McCrory said earlier this month during an N.C. Department of Commerce luncheon that lawmakers need to fund incentives “in a matter of weeks,” according to The (Raleigh) News & Observer.
Graham Wilson, spokesman for the N.C. Department of Commerce, said the economic incentives are a tool that many states are using and are a way for North Carolina to remain competitive.
The main incentives programs in the state are the Job Development Investment Grant program and OneNC Fund. Wilson said the former program, known as JDIG, has been very helpful, bringing in 35 companies and creating 15,227 new jobs from February 2013 to the end of 2014.
Raleigh resident Jeff Scribner, president of New York-based ASI Enterprises Inc., wrote a report advocating against incentives and said the programs are a waste of time.

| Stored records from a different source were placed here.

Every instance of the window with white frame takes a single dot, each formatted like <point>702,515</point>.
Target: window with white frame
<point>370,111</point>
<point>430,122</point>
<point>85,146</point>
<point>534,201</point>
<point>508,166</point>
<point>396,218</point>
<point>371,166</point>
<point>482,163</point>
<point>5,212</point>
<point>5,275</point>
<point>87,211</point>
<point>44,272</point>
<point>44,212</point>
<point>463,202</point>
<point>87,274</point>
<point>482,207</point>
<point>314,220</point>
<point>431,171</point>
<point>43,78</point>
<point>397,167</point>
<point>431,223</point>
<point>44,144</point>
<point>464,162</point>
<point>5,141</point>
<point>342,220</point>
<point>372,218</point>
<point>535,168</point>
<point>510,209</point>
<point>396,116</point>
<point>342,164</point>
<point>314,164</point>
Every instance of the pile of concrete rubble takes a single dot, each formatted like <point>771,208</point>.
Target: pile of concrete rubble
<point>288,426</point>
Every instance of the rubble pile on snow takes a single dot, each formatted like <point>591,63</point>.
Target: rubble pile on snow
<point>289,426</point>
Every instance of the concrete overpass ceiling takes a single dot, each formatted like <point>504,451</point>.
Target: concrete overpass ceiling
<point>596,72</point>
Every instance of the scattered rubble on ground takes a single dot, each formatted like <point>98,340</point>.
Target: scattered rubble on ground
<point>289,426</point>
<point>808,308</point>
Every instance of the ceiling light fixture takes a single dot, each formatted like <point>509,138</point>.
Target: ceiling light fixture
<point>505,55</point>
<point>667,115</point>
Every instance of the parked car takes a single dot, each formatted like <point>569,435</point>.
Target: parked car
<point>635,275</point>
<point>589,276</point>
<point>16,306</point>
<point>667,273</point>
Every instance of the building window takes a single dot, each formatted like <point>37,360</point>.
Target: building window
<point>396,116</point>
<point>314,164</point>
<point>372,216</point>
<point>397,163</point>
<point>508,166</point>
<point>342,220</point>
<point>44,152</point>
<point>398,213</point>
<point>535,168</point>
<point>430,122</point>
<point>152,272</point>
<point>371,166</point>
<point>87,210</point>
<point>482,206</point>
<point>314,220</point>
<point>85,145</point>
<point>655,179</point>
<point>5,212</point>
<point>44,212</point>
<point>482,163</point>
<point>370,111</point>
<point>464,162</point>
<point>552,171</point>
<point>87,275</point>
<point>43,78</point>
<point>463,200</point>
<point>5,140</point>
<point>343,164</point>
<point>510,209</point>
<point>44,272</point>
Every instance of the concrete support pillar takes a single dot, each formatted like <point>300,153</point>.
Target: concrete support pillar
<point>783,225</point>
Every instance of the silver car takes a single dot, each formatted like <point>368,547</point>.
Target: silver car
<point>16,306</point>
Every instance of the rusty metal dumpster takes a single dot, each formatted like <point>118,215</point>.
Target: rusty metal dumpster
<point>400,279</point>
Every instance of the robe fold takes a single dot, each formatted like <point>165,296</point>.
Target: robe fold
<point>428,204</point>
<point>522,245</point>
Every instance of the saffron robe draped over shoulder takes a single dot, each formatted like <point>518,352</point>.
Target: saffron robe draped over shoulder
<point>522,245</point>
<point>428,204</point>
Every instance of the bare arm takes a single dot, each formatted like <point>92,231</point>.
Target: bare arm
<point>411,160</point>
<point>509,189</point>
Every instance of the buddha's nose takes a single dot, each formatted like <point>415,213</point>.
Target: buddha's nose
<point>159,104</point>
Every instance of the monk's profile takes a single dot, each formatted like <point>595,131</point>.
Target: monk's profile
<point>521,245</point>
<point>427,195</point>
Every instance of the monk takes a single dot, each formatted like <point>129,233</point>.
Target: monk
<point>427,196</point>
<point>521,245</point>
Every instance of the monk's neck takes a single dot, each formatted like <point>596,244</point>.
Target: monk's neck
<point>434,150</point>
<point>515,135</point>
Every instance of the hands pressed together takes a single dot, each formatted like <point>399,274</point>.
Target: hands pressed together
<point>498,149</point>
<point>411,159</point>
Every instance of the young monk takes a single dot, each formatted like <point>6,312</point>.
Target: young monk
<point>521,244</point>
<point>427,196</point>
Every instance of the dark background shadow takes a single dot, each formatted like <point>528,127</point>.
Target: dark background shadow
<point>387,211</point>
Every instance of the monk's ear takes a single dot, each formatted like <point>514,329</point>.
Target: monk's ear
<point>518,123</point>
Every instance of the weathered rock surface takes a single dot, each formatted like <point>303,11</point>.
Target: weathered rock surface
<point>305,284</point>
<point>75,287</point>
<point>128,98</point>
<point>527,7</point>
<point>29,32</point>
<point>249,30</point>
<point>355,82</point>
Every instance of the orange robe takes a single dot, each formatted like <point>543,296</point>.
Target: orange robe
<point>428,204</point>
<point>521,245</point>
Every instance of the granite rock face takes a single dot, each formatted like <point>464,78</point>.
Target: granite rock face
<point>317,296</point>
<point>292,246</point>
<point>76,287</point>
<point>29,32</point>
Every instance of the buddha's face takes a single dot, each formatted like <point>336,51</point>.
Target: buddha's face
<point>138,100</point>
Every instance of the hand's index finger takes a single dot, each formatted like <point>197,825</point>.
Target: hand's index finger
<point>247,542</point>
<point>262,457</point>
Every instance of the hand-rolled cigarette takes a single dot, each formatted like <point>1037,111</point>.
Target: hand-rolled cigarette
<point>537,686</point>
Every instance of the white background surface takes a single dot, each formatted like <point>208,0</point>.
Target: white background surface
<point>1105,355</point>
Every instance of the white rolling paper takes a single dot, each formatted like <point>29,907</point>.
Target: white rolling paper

“If your business climate is good, companies will come to your state without you having to bribe them — they will just come. If you have a lousy business climate, you are going to have to bribe them to come,” he said.
To make the economy more attractive, he said the state should have less personal income and corporate taxes and better regulation. States like South Carolina have much lower taxes than North Carolina and are luring businesses away, he said.
He said North Carolina takes its biggest hit from the income tax.
Another aspect that businesses look at when deciding where to move is the state’s amenities, he added.